Sujet : Re: technology discussion → does the world need a "new" C ?
De : Keith.S.Thompson+u (at) *nospam* gmail.com (Keith Thompson)
Groupes : comp.lang.cDate : 10. Jul 2024, 02:18:02
Autres entêtes
Organisation : None to speak of
Message-ID : <87le2avyd1.fsf@nosuchdomain.example.com>
References : 1 2 3 4 5 6 7 8 9 10 11 12 13 14 15 16 17 18 19 20 21
User-Agent : Gnus/5.13 (Gnus v5.13)
bart <
bc@freeuk.com> writes:
On 10/07/2024 00:50, Keith Thompson wrote:
bart <bc@freeuk.com> writes:
[...]
Arrays can be passed by explicit reference:
>
void F(int(*A)[20]) {
printf("%zu\n", sizeof(*A)/sizeof((*A)[0])); // shows 20
}
>
That can be called like this:
>
int a[20];
F(&a);
On the language level, that's passing a pointer to an array object.

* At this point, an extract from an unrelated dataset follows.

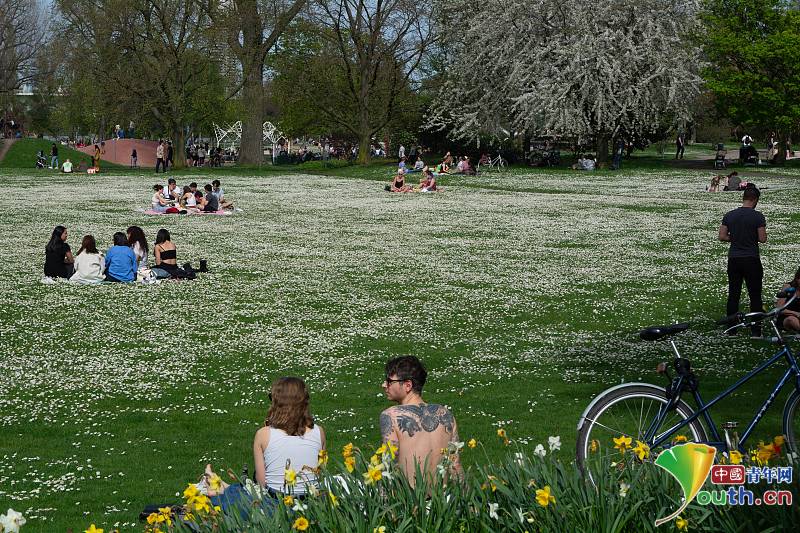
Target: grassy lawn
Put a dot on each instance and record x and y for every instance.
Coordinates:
(523, 293)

The pointer itself is passed by value. Passing a pointer to an array
is conceptually no different than passing a pointer to anything else.
>
I was replying to:
>
"In C, arrays are not passed to functions, period."

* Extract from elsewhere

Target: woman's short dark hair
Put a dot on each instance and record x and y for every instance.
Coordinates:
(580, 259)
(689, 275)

Which is a correct statement.
[...]
But notice how C gives exactly the same result as my code that used
by-reference, even though:
>
* C "doesn't pass arrays by reference"
* C's F function uses the same parameter type (only & is missing; maybe
by-ref is implicit...)
* No explicit de-ref is needed inside F
* No explicit address-of is needed when calling F
Right. The C rules that make all this possible have been explained
to you many times. I won't waste my time explaining them to you
again. If you were interested in learning, you would read section
6 of the comp.lang.c FAQ.
Yes, some of C's rules make it *look like* arrays are passed by
reference.
So C behaves exactly as though it passes arrays by-reference, and yet
it doesn't have pass-by-reference. In fact, C does it without even
needing to be told!
If you actually believed that C has pass-by-reference for arrays, it
would indicate that you don't understand C. But you're only pretending
to believe it.
If C had pass-by-reference for arrays, then presumably you could obtain
the size of an array parameter by applying sizeof to its name, and you
could get the address of an array parameter by applying unary "&" to its
name. I know why that doesn't work. And so do you.